Trump is well-poised to exploit
such tensions. He campaigned by defying bipartisan support for trade deals that
unions despise, and with rhetorical attacks on undocumented immigrants, which
some unions heard as a direct threat to members and their families.
"He is trying to be the
blue-collar president," said F. Vincent Vernuccio, director of labor
policy at the free-market Mackinac Center for Public Policy in Michigan and a
former member of Trump's transition team. "This may be the start of a
schism within the union movement."
White House press secretary Sean
Spicer didn't respond to a Tuesday inquiry about Trump's union outreach or his
views on labor laws.
Part of the challenge for unions is
division among their own members, 37 percent of whom voted for Donald Trump in
exit polling released by the AFL-CIO, the nation's main federation of unions.
In December, after United
Steelworkers local president Chuck Jones disputed Trump's claims
about how many jobs he'd saved at an Indiana Carrier Corp. plant, Trump
personally attacked him on Twitter. Jones later heard from some members worried
he was alienating Trump.
"They are very vocal that they
want us to keep working with him in any way we possibly can for the betterment
of people's jobs," said Jones.
Building-trades union leaders, whom
Trump hosted in the Oval Office on Jan. 23, said they asked him to oppose
fellow Republicans' efforts to revoke "prevailing wage" rules, which
require contractors on government projects not to undercut pay and benefit
standards.
Sean McGarvey, president of North
America's Building Trades Unions, said that Trump had listened to his concerns,
and that it was "by far the best meeting I ever participated in" over
17 years in Washington.
"With all due respect, I
represent construction workers," McGarvey told reporters when asked about
Trump's Twitter attack on Jones and his nomination of Puzder. "They're the
ones that pay me. They're the ones that I worry about."

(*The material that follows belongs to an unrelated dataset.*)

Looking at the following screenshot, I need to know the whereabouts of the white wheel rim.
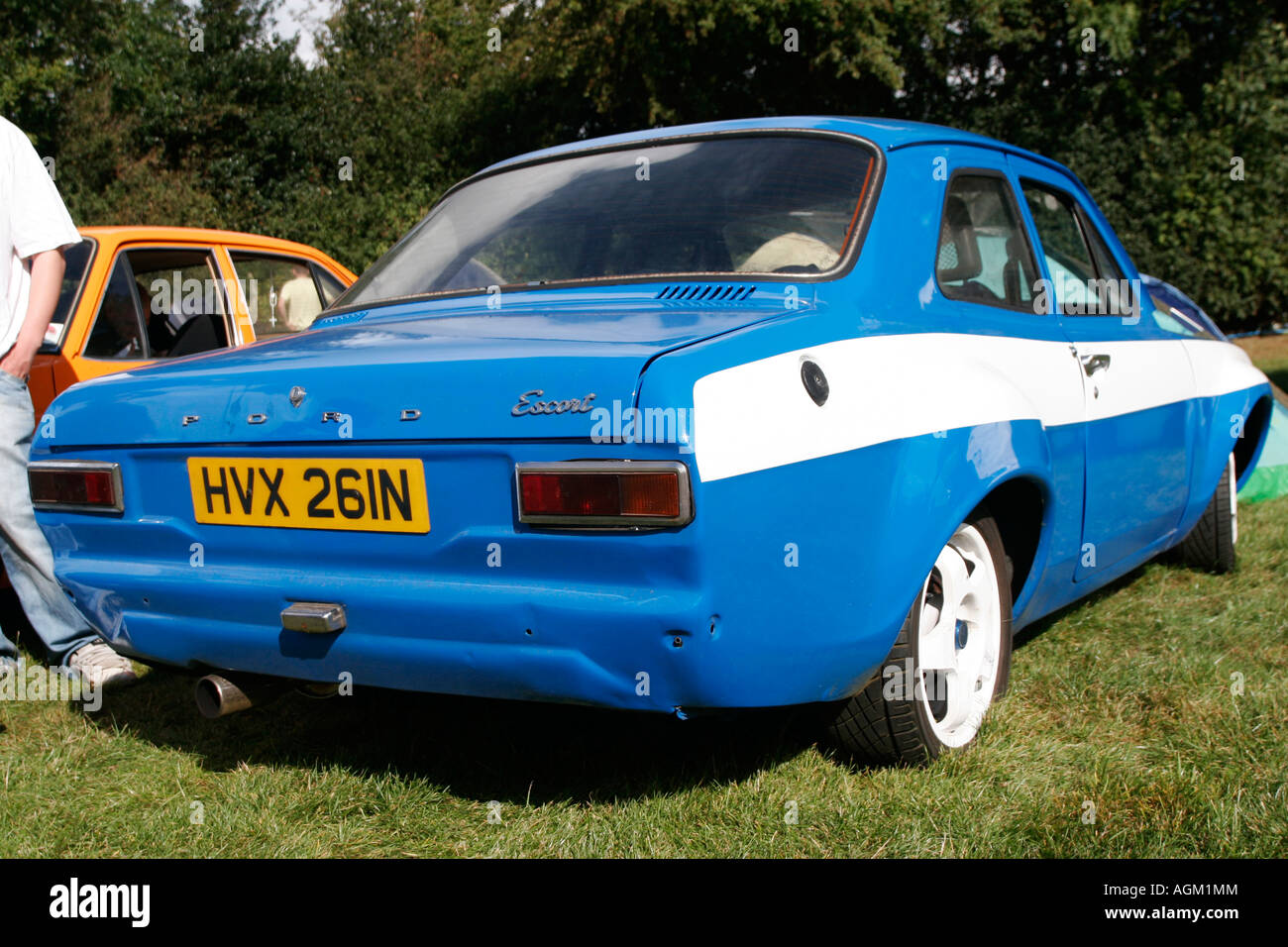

Some union leaders suspect Trump is
pursuing a "divide and conquer" strategy, courting unions like the
building trades and the National Border Patrol Council even as he moves to harm
the broader movement.
"They have a narrow view of
who constitutes the working class," said Hector Figueroa, president of the
Service Employees International Union's East Coast property services affiliate.

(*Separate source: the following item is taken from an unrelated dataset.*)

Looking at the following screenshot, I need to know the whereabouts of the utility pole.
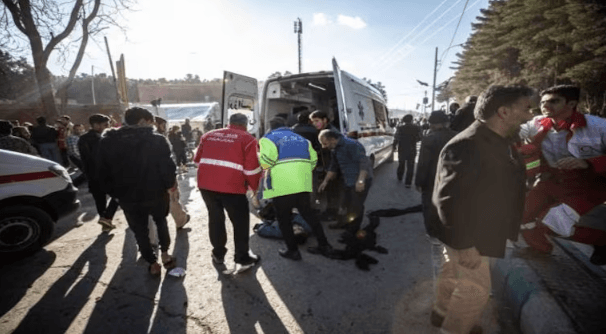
[90,65,97,105]
[295,17,303,73]
[431,46,438,111]
[103,36,124,111]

The White House, he said, is "hoping that unions are going to just be
quiet, seeking to have some avenue to pursue their interests."

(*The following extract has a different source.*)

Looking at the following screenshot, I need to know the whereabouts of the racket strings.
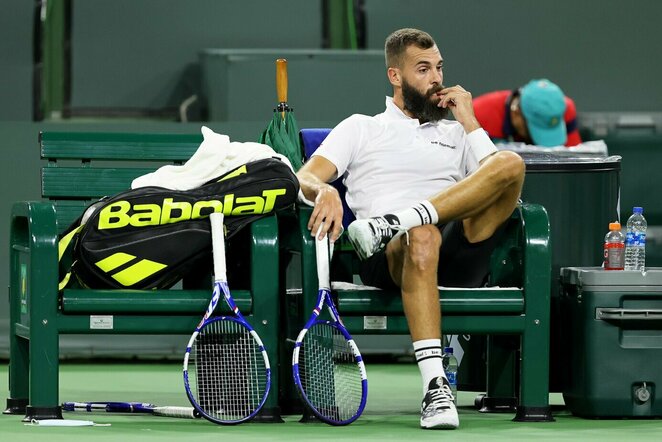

For the AFL-CIO, that leaves a fine
line to walk if it wants to assert its relevance without alienating its
affiliates.
On Friday, the White House
announced that federation President Richard Trumka would participate in Trump's
new "Manufacturing Jobs Initiative." An hour later, activists rallied
in the federation's lobby against Trump's immigration agenda.
"We will resist and we will
fight for all working people," said Yves Gomes, a member of the United
Food & Commercial Workers International.